Non-perturbative dynamics of hot non-Abelian gauge fields: beyond leading log approximation

TL;DR

This paper advances the understanding of hot non-Abelian gauge fields by extending Bodeker's effective theory to next-to-leading-log order, providing more precise calculations of color conductivity and related physical quantities.

Contribution

It systematically extends the effective theory for hot non-Abelian plasmas beyond leading-log order, including a new calculation of color conductivity at NLLO.

Findings

Derived the NLLO correction to color conductivity.

Extended the effective theory without introducing new operators.

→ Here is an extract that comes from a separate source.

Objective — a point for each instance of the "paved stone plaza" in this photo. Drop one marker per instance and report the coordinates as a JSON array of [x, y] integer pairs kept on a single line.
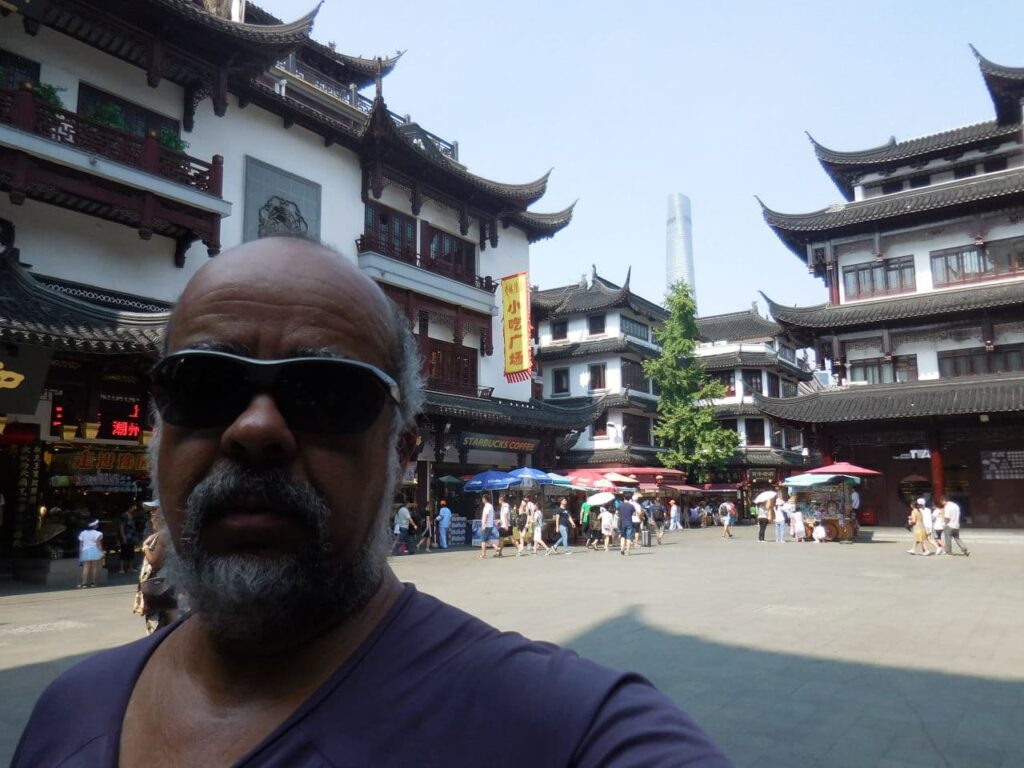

Provided a more accurate estimate of electroweak baryon number violation rate.

Abstract

Many aspects of high-temperature gauge theories, such as the electroweak baryon number violation rate, color conductivity, and the hard gluon damping rate, have previously been understood only at leading logarithmic order (that is, neglecting effects suppressed only by an inverse logarithm of the gauge coupling). We discuss how to systematically go beyond leading logarithmic order in the analysis of physical quantities. Specifically, we extend to next-to-leading-log order (NLLO) the simple leading-log effective theory due to Bodeker that describes non-perturbative color physics in hot non-Abelian plasmas. A suitable scaling analysis is used to show that no new operators enter the effective theory at next-to-leading-log order. However, a NLLO calculation of the color conductivity is required, and we report the resulting value. Our NLLO result for the color conductivity can be trivially combined with previous numerical work by G. Moore to yield a NLLO result for the hot electroweak baryon number violation rate.